Guest Columnists

Mission Appeal Season Off to a Great Start

By Father Charles P. Keeney

Two Summer Mission Appeals have already taken place, and with extremely positive results. Every year dozens of missionary priests, brothers, sisters, lay missionaries, and even some bishops come to every parish in our diocese and make presentations about their various ministries.

This year, 42 different groups have been invited by Bishop Nicholas DiMarzio to make their appeals in person, asking us to help this most important work of the universal church.

As some of you know, I have been working with the Sisters of Saint Gemma Galgani and their ministry in Tanzania. In March, I had the opportunity to make an appeal at St. Gerard Majella in Hollis, where the pastor, Father Josephjude Gannon, was very welcoming.  

The way the collections were taken was a little different and very efficient. Congregants entered by the main door of the church and left by a side exit where baskets for the collections were set up. The pastor made an announcement at the end of each Mass explaining that one of the baskets was for the parish and the other for the appeal. When people made their donations as they left the church, more money was placed in the mission basket than the parish basket! In fact, the mission collection was the largest in four or five years!

In April I went to a very different kind of parish. I visited St. Bartholomew in Elmhurst — a very large and vibrant parish with 15 weekend Masses, many of them in Spanish and one in Chinese. This community was hit very hard by the coronavirus. The pastor, Father Richard Beuther,  found that people did not like to watch the livestream (“They said they could watch television at home!”) The pastor responded by accommodating three extra Masses during attendance restrictions. Father Beuther also placed information in the bulletin about the appeal ahead of time. 

In the 14 Masses at which I spoke, I was met with excited and interested parishioners. They were very welcoming and dozens came up to me at the end of the Masses asking for more info about the sisters in Africa.
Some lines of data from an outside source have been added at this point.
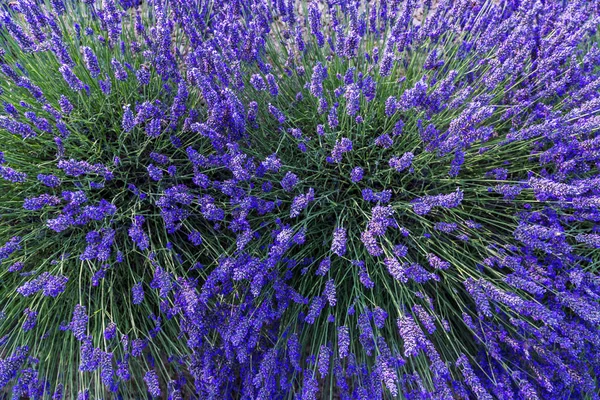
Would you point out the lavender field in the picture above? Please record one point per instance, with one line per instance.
(288, 199)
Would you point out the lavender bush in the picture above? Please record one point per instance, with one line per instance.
(325, 199)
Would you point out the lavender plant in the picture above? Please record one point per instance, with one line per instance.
(309, 200)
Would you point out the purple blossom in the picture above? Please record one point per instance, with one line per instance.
(137, 234)
(79, 322)
(402, 163)
(342, 146)
(30, 319)
(289, 181)
(300, 202)
(91, 62)
(343, 341)
(329, 292)
(71, 79)
(279, 116)
(338, 246)
(423, 205)
(412, 335)
(356, 174)
(151, 379)
(13, 244)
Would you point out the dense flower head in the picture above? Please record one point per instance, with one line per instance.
(335, 199)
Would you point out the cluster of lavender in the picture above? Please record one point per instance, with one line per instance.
(280, 199)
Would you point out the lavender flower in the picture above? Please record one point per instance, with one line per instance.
(338, 246)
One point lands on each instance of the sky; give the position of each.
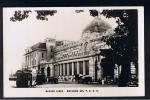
(64, 25)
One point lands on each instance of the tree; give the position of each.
(41, 14)
(124, 41)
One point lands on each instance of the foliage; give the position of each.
(123, 42)
(42, 14)
(20, 15)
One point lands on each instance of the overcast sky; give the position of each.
(65, 25)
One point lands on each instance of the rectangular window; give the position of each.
(66, 69)
(59, 70)
(42, 55)
(75, 68)
(70, 68)
(62, 69)
(87, 67)
(81, 67)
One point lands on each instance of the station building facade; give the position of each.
(65, 59)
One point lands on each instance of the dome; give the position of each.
(97, 25)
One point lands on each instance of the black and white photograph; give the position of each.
(73, 51)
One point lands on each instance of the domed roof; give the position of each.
(97, 25)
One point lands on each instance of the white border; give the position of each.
(103, 91)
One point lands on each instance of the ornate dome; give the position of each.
(97, 25)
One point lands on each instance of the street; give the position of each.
(62, 85)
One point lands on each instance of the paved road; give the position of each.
(62, 85)
(72, 85)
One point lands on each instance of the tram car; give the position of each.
(24, 78)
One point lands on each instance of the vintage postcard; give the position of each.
(73, 51)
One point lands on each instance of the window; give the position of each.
(66, 69)
(81, 67)
(42, 55)
(87, 67)
(75, 68)
(70, 68)
(85, 46)
(59, 70)
(62, 69)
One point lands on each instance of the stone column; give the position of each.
(64, 69)
(83, 67)
(78, 68)
(60, 69)
(91, 67)
(72, 68)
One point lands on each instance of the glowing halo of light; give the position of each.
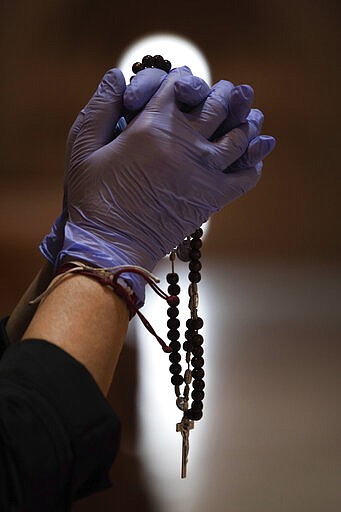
(156, 400)
(177, 49)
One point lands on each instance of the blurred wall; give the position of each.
(53, 54)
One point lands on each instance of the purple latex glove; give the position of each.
(132, 200)
(98, 119)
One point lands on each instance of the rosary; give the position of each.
(193, 377)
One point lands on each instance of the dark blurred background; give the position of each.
(273, 256)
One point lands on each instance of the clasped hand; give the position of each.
(131, 200)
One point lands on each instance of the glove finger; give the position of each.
(224, 152)
(258, 149)
(208, 117)
(100, 116)
(163, 99)
(239, 106)
(73, 133)
(142, 87)
(190, 91)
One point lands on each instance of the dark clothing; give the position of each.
(58, 434)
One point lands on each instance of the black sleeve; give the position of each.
(58, 434)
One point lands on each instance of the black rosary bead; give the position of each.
(196, 243)
(197, 405)
(197, 351)
(172, 312)
(189, 334)
(173, 323)
(174, 357)
(148, 61)
(197, 233)
(173, 289)
(159, 61)
(194, 415)
(194, 277)
(166, 66)
(172, 278)
(173, 334)
(198, 373)
(197, 394)
(197, 362)
(175, 345)
(175, 368)
(187, 346)
(136, 67)
(177, 380)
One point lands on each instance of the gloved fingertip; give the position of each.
(113, 82)
(260, 147)
(246, 91)
(191, 90)
(268, 143)
(142, 87)
(256, 115)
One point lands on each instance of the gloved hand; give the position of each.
(98, 118)
(132, 200)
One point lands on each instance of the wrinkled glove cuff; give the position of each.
(81, 245)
Their generosity to the mission appeal was outstanding! (The final total was not known at the writing of this article but it was far more than any of the past five years.) I will forever remember with joy saying Mass and preaching at St. Gerard Majella and St. Bartholomew.

Both pastors made very generous offers to do more than what was necessary to help the missions. Father Gannon offered a room at his second parish, Incarnation, should a visiting missionary need it. He also showed interest in involving his academy with a twinning project with the sisters in Africa. Father Beuther also offered lodging should one of the visiting missionaries not find any at the parish to which Bishop DiMarzio has invited them or elsewhere. He showed his love of the missions by being open to a second appeal if the diocese wanted to send St. Bartholomew another group.
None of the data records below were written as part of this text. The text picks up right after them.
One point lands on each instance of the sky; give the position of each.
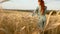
(30, 4)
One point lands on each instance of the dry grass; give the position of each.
(14, 22)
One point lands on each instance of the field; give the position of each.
(22, 22)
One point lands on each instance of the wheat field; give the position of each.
(18, 22)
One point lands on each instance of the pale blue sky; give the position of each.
(31, 4)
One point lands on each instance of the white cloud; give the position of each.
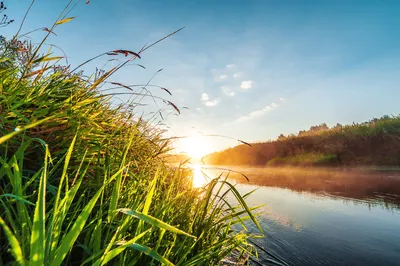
(246, 84)
(205, 97)
(212, 103)
(258, 113)
(237, 75)
(227, 91)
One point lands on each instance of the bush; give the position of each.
(84, 182)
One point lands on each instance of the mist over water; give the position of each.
(322, 218)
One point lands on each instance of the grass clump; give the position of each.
(83, 182)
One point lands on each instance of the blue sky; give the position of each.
(246, 69)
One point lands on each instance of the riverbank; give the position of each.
(372, 143)
(356, 183)
(83, 180)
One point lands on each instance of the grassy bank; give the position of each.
(83, 182)
(372, 143)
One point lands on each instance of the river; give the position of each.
(324, 217)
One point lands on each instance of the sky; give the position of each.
(249, 70)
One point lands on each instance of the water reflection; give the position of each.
(322, 217)
(305, 228)
(370, 188)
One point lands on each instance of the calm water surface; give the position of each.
(317, 228)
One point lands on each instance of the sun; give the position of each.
(196, 146)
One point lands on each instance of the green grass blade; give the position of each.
(148, 251)
(16, 250)
(154, 221)
(38, 229)
(70, 238)
(22, 129)
(244, 205)
(17, 198)
(115, 252)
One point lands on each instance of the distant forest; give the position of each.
(375, 142)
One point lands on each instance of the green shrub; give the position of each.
(84, 182)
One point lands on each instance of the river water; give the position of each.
(352, 219)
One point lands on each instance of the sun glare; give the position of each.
(196, 146)
(199, 179)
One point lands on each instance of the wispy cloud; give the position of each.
(246, 84)
(212, 103)
(237, 75)
(205, 98)
(227, 91)
(257, 113)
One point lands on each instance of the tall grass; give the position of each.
(83, 182)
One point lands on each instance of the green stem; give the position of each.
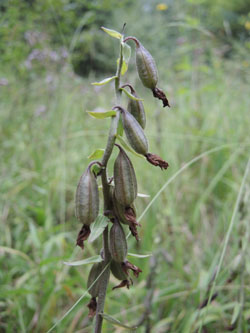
(107, 199)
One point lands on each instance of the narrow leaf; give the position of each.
(89, 260)
(98, 227)
(130, 95)
(126, 146)
(98, 153)
(140, 255)
(105, 81)
(236, 312)
(102, 114)
(141, 195)
(116, 322)
(120, 128)
(126, 52)
(112, 33)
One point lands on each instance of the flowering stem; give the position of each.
(104, 279)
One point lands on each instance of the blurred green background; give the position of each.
(50, 52)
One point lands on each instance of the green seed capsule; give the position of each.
(118, 243)
(117, 271)
(146, 67)
(93, 275)
(124, 179)
(134, 133)
(87, 198)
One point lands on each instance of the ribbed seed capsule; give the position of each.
(124, 179)
(87, 198)
(117, 270)
(93, 275)
(118, 243)
(146, 67)
(136, 108)
(134, 133)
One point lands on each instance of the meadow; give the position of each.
(195, 220)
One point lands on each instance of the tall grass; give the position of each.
(45, 136)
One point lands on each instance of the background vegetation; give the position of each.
(50, 52)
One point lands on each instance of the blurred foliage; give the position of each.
(44, 33)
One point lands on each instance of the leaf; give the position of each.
(98, 227)
(140, 255)
(126, 52)
(124, 66)
(142, 195)
(112, 33)
(130, 95)
(89, 260)
(236, 312)
(104, 81)
(126, 146)
(98, 153)
(120, 128)
(102, 114)
(116, 322)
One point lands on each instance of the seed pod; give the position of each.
(118, 243)
(147, 70)
(124, 179)
(126, 215)
(118, 272)
(134, 133)
(87, 198)
(93, 275)
(136, 108)
(146, 67)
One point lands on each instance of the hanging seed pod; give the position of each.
(94, 290)
(118, 272)
(87, 197)
(138, 140)
(147, 70)
(117, 242)
(124, 179)
(126, 215)
(134, 132)
(93, 275)
(86, 203)
(136, 108)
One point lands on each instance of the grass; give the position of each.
(46, 137)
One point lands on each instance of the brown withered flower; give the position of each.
(92, 307)
(83, 235)
(156, 160)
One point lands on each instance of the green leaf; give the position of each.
(140, 255)
(98, 227)
(126, 146)
(116, 322)
(98, 153)
(112, 33)
(104, 81)
(102, 114)
(130, 95)
(120, 128)
(90, 260)
(142, 195)
(126, 52)
(236, 312)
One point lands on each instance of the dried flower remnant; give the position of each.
(147, 70)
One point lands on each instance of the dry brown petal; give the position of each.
(127, 265)
(83, 235)
(158, 93)
(156, 160)
(131, 217)
(124, 283)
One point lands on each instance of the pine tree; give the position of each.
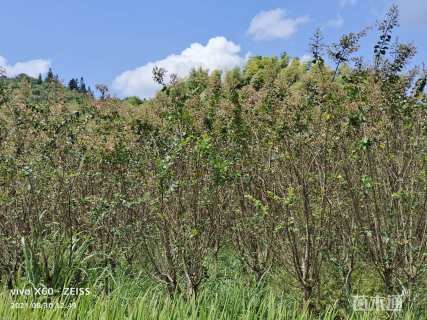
(73, 85)
(82, 87)
(50, 77)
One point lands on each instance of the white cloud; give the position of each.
(217, 54)
(344, 3)
(337, 22)
(32, 68)
(274, 24)
(306, 58)
(413, 11)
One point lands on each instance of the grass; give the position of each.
(146, 301)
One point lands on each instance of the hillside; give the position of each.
(274, 191)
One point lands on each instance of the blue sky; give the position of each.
(118, 42)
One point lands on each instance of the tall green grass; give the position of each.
(147, 301)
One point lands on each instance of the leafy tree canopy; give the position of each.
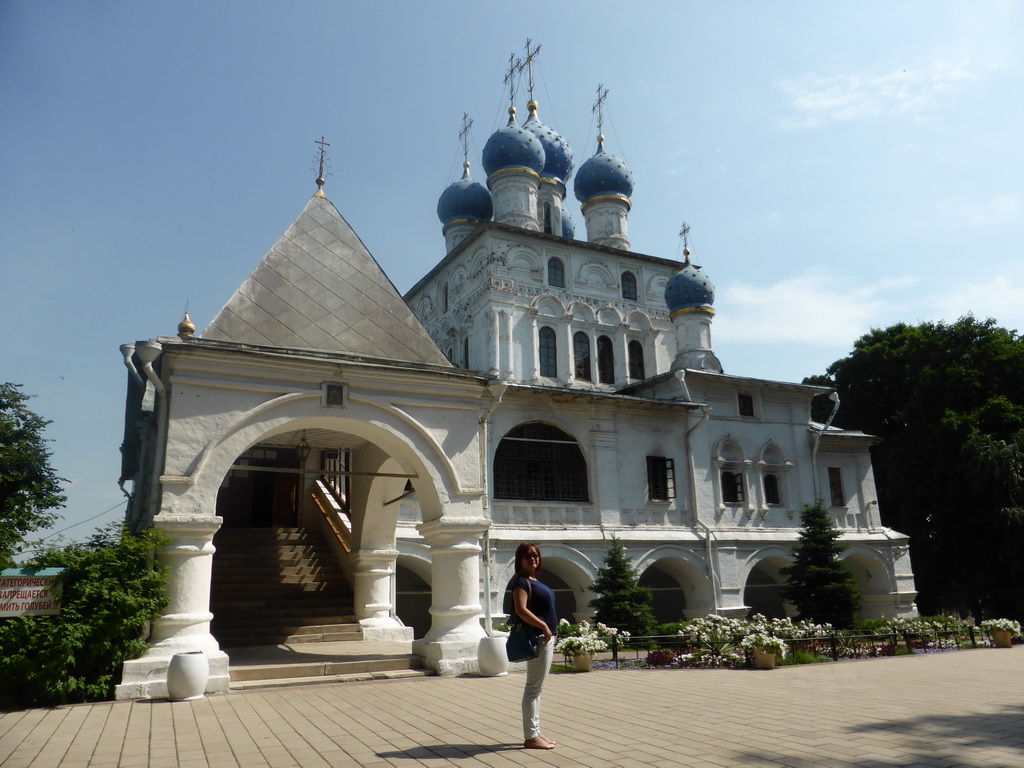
(948, 401)
(30, 489)
(817, 583)
(622, 602)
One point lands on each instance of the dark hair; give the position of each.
(523, 550)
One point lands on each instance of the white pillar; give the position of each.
(184, 625)
(450, 647)
(372, 584)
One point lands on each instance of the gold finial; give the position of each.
(515, 68)
(598, 109)
(528, 64)
(320, 176)
(467, 123)
(684, 236)
(186, 329)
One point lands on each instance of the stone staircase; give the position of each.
(273, 586)
(284, 611)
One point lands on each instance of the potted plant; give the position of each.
(1003, 631)
(580, 642)
(766, 648)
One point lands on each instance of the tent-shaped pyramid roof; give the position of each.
(318, 288)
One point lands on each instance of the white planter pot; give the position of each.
(187, 675)
(583, 662)
(491, 656)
Each year the Propagation of the Faith Office will only send one group to each parish. Parishes are free to invite other missionaries in addition to the groups invited by the bishop, but not in place of the bishop’s Summer Mission Appeal invitees.

Each parish in the Diocese of Brooklyn is mandated to welcome them every year and live the words from St. Matthew’s final judgment where Jesus said, “When I was a stranger you welcomed me.”
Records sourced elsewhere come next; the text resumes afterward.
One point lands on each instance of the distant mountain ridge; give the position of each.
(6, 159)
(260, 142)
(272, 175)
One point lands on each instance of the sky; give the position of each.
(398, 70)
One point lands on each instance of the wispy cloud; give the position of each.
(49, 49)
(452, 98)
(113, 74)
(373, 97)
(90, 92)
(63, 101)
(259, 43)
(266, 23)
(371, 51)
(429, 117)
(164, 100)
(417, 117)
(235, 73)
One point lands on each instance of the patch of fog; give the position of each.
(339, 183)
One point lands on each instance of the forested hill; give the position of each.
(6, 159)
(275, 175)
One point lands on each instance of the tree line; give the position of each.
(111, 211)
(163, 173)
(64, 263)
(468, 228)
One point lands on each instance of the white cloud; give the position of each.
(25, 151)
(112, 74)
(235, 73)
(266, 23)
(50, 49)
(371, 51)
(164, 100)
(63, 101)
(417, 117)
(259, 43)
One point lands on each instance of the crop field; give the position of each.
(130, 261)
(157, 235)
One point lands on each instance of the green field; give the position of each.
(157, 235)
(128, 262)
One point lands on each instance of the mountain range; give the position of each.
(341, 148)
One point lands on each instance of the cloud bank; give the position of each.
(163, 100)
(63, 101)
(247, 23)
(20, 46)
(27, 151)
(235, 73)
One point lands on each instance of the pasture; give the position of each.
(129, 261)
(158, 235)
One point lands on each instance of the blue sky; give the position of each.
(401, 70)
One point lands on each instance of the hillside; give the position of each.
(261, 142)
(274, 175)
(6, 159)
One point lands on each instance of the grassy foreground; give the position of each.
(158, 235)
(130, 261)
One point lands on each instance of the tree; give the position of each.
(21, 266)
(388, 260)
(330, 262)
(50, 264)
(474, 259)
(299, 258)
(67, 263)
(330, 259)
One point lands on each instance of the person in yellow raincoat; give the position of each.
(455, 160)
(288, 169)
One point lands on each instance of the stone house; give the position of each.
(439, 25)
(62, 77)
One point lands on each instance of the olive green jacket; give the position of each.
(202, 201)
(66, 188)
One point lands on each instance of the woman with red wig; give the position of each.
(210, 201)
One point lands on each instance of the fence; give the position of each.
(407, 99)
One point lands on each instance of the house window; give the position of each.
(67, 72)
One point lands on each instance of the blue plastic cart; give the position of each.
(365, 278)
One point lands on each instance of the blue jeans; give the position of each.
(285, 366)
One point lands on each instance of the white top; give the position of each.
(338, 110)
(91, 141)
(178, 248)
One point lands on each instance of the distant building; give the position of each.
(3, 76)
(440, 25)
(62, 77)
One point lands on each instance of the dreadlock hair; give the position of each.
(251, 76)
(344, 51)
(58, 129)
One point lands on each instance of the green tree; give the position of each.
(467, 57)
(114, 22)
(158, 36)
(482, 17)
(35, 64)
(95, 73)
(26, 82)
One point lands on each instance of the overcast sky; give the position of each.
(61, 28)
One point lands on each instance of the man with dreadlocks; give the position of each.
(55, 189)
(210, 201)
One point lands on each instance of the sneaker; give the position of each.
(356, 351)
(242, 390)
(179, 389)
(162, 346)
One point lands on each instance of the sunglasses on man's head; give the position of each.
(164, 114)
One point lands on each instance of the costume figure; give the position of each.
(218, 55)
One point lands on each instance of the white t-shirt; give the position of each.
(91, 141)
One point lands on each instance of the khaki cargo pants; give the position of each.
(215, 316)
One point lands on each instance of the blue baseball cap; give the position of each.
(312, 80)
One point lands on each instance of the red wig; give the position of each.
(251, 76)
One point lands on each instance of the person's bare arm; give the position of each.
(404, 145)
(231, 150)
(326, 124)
Between now and the end of September your parish will welcome a missionary or a missionary representative. Please check your bulletin for advance notice, and come to church that weekend with positive anticipation and openness for a good presentation.

Please be prayerful and generous to the appeals, which will be about the most important work of our church: the spreading of the Gospel. Many missions in the developing world rely on the help they receive from the Summer Mission Appeals to perform their spiritual and corporal works of mercy among some of the poorest of the poor. When we respond to the missionary appeals, we respond to the work of the Catholic Church and the work of the Kingdom of God.

May the appeals in your parishes be as educational, uplifting, and successful as the first two of this round of presentations.

Many thanks to Fathers Gannon and Beuther and to the people of St. Gerard’s and St. Bartholomew’s.


Father Keeney is the diocesan director of the propagation of the faith.